7. Visualise what you want.

Even though achieving your goals take a lot of hard work, visualising how you achieve your goals can bring you closer to the desired end result. Kimberly Hershenson, a therapist based in New York, said in an interview with Bustle, “Visualisation helps our brains send signals to our bodies to start behaving in a way consistent with the images in our heads. It helps give us a clear picture of what we’d like to achieve and a vision that it is, in fact, possible.” Therefore, when you visualise how well you are doing in exams, your brain will try to perform according to that image.
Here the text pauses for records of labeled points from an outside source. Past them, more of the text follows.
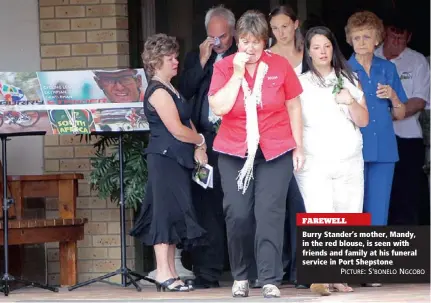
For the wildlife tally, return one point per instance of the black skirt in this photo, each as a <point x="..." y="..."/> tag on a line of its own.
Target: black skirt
<point x="167" y="215"/>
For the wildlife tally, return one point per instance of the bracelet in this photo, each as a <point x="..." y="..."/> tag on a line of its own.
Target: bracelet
<point x="203" y="141"/>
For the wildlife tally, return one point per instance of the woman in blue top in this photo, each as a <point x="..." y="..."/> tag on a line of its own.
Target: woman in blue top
<point x="385" y="97"/>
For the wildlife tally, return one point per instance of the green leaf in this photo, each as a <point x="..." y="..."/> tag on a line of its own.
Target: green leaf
<point x="105" y="175"/>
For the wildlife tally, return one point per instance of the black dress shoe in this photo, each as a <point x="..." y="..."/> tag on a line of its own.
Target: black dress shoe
<point x="301" y="286"/>
<point x="254" y="283"/>
<point x="201" y="283"/>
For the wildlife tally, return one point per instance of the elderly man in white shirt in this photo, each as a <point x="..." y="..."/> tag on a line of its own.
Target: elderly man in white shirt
<point x="410" y="187"/>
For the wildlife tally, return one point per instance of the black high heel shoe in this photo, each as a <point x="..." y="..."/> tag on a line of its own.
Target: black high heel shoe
<point x="187" y="283"/>
<point x="164" y="286"/>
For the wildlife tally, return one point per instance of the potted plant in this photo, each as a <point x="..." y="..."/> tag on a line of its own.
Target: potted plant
<point x="105" y="177"/>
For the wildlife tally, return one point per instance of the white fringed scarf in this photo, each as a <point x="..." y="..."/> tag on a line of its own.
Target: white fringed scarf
<point x="251" y="100"/>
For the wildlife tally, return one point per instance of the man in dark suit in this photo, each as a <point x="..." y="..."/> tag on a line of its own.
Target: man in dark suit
<point x="208" y="261"/>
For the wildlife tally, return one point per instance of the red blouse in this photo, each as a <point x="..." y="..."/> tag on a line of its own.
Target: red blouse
<point x="279" y="85"/>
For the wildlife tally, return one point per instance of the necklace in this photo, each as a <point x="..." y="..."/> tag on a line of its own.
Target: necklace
<point x="167" y="84"/>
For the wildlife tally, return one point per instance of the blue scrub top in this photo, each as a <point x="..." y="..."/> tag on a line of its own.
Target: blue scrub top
<point x="380" y="144"/>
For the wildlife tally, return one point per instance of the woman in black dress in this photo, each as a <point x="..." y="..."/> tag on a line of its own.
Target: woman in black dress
<point x="167" y="218"/>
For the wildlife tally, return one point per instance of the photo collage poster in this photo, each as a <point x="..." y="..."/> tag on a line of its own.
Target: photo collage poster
<point x="73" y="102"/>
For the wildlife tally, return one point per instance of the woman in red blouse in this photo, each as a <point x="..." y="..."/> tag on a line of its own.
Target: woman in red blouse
<point x="260" y="143"/>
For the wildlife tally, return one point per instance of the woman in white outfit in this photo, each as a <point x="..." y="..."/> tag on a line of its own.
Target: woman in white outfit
<point x="333" y="109"/>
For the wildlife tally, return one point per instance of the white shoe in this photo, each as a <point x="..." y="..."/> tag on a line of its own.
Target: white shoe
<point x="240" y="289"/>
<point x="270" y="291"/>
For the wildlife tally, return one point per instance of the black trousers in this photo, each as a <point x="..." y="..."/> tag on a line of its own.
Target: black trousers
<point x="410" y="189"/>
<point x="208" y="261"/>
<point x="294" y="205"/>
<point x="255" y="219"/>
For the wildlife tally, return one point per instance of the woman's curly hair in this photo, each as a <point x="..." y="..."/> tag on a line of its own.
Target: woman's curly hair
<point x="155" y="48"/>
<point x="364" y="20"/>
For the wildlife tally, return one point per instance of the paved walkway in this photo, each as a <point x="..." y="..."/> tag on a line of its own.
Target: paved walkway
<point x="411" y="293"/>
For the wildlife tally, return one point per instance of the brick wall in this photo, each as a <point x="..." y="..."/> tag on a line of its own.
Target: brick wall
<point x="84" y="34"/>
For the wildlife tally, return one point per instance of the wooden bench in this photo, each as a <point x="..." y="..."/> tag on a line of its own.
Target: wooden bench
<point x="66" y="230"/>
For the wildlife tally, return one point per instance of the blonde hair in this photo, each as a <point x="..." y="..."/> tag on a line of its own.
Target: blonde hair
<point x="253" y="23"/>
<point x="364" y="20"/>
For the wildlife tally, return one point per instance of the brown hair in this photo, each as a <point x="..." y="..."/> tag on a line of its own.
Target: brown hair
<point x="364" y="20"/>
<point x="254" y="23"/>
<point x="289" y="12"/>
<point x="155" y="48"/>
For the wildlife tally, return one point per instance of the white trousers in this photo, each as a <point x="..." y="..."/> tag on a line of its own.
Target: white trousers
<point x="332" y="187"/>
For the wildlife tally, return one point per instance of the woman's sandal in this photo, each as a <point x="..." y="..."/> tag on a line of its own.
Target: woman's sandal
<point x="341" y="287"/>
<point x="164" y="286"/>
<point x="321" y="289"/>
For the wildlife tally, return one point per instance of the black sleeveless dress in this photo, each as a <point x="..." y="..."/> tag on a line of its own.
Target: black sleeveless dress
<point x="167" y="215"/>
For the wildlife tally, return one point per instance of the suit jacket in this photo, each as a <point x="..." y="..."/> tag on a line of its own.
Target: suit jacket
<point x="194" y="85"/>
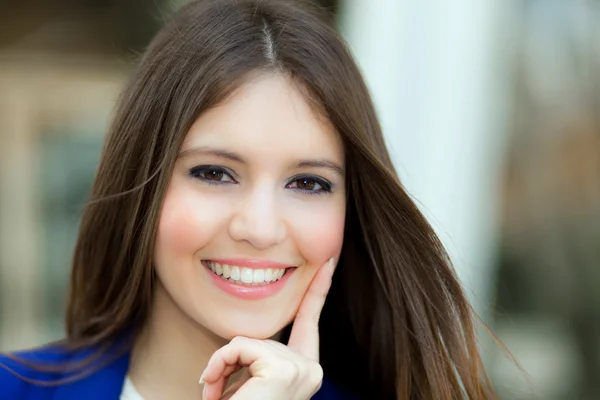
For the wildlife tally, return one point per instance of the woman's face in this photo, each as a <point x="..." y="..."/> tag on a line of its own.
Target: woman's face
<point x="257" y="191"/>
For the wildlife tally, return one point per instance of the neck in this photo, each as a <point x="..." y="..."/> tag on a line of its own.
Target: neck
<point x="171" y="352"/>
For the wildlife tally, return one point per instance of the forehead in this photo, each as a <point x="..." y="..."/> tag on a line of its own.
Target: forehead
<point x="269" y="116"/>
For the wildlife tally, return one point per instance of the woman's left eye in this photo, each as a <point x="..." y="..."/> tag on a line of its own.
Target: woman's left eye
<point x="310" y="184"/>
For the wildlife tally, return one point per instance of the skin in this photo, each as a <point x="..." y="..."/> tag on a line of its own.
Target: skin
<point x="253" y="207"/>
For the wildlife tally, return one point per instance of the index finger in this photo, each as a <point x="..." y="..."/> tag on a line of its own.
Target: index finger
<point x="304" y="337"/>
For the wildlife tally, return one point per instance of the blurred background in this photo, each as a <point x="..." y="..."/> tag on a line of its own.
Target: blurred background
<point x="491" y="109"/>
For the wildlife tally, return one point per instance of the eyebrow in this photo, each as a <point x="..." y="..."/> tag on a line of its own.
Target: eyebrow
<point x="316" y="163"/>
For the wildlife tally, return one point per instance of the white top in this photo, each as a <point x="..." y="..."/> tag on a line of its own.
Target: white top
<point x="129" y="391"/>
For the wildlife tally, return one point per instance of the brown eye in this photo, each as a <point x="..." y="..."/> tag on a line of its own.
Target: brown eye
<point x="310" y="185"/>
<point x="306" y="184"/>
<point x="211" y="174"/>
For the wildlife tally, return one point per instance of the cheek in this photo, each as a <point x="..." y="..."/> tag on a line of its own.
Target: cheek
<point x="186" y="223"/>
<point x="319" y="232"/>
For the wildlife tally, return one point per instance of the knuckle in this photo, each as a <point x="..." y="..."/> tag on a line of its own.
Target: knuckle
<point x="291" y="371"/>
<point x="238" y="340"/>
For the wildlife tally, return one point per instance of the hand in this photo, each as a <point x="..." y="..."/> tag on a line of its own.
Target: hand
<point x="274" y="371"/>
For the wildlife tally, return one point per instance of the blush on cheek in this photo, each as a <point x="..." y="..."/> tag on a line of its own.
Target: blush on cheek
<point x="176" y="230"/>
<point x="319" y="234"/>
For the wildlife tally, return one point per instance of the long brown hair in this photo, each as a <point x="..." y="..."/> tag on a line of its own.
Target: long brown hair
<point x="396" y="324"/>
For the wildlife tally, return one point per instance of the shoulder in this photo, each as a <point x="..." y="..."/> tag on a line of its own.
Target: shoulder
<point x="19" y="377"/>
<point x="56" y="372"/>
<point x="330" y="391"/>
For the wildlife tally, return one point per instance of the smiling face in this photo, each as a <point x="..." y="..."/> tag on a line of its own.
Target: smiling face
<point x="258" y="188"/>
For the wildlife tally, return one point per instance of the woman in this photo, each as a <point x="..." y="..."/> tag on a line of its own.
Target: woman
<point x="245" y="161"/>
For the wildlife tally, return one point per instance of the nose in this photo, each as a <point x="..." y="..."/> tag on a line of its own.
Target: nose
<point x="257" y="221"/>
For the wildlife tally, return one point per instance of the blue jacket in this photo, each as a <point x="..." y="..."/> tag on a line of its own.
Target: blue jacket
<point x="104" y="383"/>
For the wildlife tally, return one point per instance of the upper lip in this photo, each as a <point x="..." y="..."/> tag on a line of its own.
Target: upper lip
<point x="250" y="263"/>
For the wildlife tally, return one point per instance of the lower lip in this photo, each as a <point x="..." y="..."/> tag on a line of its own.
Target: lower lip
<point x="249" y="292"/>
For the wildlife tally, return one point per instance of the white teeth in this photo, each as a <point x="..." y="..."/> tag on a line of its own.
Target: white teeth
<point x="244" y="275"/>
<point x="247" y="275"/>
<point x="226" y="271"/>
<point x="235" y="273"/>
<point x="258" y="276"/>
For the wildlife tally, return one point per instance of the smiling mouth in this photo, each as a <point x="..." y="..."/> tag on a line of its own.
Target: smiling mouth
<point x="246" y="276"/>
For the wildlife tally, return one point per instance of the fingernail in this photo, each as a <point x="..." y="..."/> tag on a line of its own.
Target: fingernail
<point x="331" y="266"/>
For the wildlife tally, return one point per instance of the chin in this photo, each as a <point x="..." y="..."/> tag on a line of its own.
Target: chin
<point x="255" y="330"/>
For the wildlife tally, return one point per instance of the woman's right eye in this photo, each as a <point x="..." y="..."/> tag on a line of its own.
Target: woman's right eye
<point x="211" y="174"/>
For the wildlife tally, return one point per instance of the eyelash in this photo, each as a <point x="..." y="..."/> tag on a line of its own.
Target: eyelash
<point x="199" y="171"/>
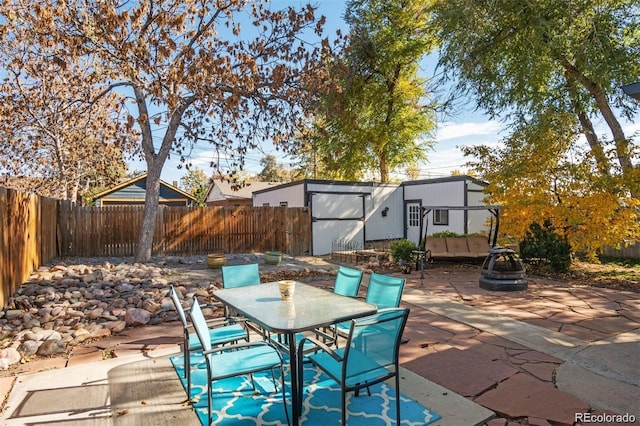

We wish every learner the best of luck with their preparation for exams. Don’t give up when things get hard. Don’t quit on your academic dreams and don’t limit yourself through doubt. As Bruce Lee once said, “If you always put a limit on everything you do, physical or anything else, it will spread into your work and your life. There are no limits. There are only plateaus and you must not stay there. You must go beyond them.”